Not sure if the E2500 supports it, but here's how to do it on Linksys routers that supports it.





						Configuring the Wireless Bridge Mode on most Linksys Smart Wi-Fi Routers
					

Configuring the Wireless Bridge Mode on most Linksys Smart Wi-Fi Routers




					www.linksys.com
				




Alternatively, install DD-WRT on the E2500, as it should allow you to use wireless bridge mode.

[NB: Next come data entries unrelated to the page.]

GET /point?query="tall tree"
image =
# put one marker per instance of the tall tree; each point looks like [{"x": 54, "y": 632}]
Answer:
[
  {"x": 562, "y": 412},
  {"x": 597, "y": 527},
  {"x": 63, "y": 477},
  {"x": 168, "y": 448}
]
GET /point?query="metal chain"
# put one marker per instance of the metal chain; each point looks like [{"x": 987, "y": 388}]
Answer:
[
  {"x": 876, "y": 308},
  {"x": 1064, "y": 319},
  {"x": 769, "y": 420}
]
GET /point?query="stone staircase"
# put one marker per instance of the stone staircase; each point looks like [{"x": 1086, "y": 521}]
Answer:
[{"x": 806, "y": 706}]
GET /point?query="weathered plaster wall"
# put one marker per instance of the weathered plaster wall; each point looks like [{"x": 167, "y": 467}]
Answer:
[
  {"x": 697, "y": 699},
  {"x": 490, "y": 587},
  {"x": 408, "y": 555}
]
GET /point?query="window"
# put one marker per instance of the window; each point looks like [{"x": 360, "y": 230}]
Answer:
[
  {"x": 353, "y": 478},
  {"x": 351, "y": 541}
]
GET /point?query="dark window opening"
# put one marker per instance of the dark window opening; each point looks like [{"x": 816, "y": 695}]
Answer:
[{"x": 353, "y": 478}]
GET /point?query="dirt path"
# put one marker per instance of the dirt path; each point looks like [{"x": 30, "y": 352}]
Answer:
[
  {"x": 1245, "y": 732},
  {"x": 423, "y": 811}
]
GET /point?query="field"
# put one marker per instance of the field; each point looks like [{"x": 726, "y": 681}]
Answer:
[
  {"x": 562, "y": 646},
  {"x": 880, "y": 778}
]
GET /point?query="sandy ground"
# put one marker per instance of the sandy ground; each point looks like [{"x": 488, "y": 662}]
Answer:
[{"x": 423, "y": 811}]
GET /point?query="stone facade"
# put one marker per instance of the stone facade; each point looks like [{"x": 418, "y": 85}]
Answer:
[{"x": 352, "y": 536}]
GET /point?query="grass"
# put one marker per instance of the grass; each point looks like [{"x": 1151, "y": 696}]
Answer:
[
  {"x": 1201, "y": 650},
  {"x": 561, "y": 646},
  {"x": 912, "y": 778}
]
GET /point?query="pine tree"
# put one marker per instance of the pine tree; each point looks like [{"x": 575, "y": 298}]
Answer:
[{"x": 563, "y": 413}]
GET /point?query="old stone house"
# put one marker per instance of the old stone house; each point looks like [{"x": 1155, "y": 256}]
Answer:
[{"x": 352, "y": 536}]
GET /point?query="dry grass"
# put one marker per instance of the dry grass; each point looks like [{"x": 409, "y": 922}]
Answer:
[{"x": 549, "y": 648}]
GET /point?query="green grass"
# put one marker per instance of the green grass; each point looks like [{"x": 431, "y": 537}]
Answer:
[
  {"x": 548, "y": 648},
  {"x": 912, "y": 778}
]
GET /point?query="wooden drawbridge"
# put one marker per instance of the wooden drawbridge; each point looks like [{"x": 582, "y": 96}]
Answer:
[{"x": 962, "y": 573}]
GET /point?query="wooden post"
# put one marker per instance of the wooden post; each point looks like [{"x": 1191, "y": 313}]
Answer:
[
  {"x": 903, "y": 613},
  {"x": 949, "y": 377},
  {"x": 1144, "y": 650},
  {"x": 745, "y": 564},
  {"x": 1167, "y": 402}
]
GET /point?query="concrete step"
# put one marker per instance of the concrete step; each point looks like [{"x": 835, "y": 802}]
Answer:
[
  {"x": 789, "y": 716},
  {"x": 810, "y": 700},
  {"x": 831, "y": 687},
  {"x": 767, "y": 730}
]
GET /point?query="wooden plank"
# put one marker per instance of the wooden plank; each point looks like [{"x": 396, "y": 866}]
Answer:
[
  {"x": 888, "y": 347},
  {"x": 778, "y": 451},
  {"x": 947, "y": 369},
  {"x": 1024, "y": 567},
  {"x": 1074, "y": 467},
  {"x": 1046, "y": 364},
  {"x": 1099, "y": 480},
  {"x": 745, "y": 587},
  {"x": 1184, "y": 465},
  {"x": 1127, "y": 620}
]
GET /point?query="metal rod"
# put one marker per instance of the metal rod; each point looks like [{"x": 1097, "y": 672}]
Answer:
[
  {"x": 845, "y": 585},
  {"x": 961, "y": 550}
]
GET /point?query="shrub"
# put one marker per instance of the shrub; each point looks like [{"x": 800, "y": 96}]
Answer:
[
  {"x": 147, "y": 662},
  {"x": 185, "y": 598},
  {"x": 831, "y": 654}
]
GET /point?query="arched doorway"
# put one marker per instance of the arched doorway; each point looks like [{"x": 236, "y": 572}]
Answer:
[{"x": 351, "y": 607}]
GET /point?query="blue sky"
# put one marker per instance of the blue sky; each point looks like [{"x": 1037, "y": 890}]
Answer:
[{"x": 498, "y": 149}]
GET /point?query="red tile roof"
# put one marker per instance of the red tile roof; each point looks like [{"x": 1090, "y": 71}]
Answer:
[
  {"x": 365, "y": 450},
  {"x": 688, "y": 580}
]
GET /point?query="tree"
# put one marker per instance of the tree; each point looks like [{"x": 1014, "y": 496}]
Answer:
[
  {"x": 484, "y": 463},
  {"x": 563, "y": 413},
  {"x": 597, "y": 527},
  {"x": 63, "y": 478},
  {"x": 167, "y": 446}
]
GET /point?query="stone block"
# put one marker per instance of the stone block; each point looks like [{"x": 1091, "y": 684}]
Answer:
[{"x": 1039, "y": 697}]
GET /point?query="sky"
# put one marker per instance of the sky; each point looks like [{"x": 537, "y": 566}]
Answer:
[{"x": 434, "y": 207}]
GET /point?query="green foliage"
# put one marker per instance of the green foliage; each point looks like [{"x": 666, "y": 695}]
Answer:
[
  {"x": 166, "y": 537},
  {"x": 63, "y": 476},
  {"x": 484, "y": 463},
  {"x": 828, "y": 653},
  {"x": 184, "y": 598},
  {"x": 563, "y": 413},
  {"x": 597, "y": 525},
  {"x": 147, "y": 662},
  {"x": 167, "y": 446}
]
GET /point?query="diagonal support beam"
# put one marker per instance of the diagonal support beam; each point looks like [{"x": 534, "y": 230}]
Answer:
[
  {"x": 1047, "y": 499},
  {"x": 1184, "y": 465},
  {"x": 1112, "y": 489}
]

						DD-WRT  » Router Database
					






					dd-wrt.com
				



That said, there's no info on a v4.


----------



## silentbogo (May 8, 2021)

Basically you have 2 options:
1) Wireless bridge mode (WiFi only used to communicate with other router)
2) Wireless repeater/range extender mode (gives you both wired and wireless options, but may have issues on wireless side of things). 
Some WiFi routers and APs also have a "Wireless client" mode (it's a lot more stable than the two above), but I don't think E2500 supports it.


----------



## TheLostSwede (May 8, 2021)

silentbogo said:


> Basically you have 2 options:
> 1) Wireless bridge mode (WiFi only used to communicate with other router)
> 2) Wireless repeater/range extender mode (gives you both wired and wireless options, but may have issues on wireless side of things).
> Some WiFi routers and APs also have a "Wireless client" mode (it's a lot more stable than the two above), but I don't think E2500 supports it.


Eh? Why would there be stability issues with wireless bridge mode or repeater/range extender mode? 
I've run both modes for ages with a couple of devices and never had any issues.
Yes, repeater/range extender is not ideal from a performance standpoint, but stability is hardly a problem.


----------



## hat (May 8, 2021)

Okay, I'll look and see if any of that is in my firmware. I think dd-wrt is a no go on v4 sadly. I did quickly look that up before I bought it, but more detailed searching told me I was SOL.

Whatever the performance is, it's got to be better than an unstable 3-5mbps...


----------



## silentbogo (May 8, 2021)

TheLostSwede said:


> Yes, repeater/range extender is not ideal from a performance standpoint, but stability is hardly a problem.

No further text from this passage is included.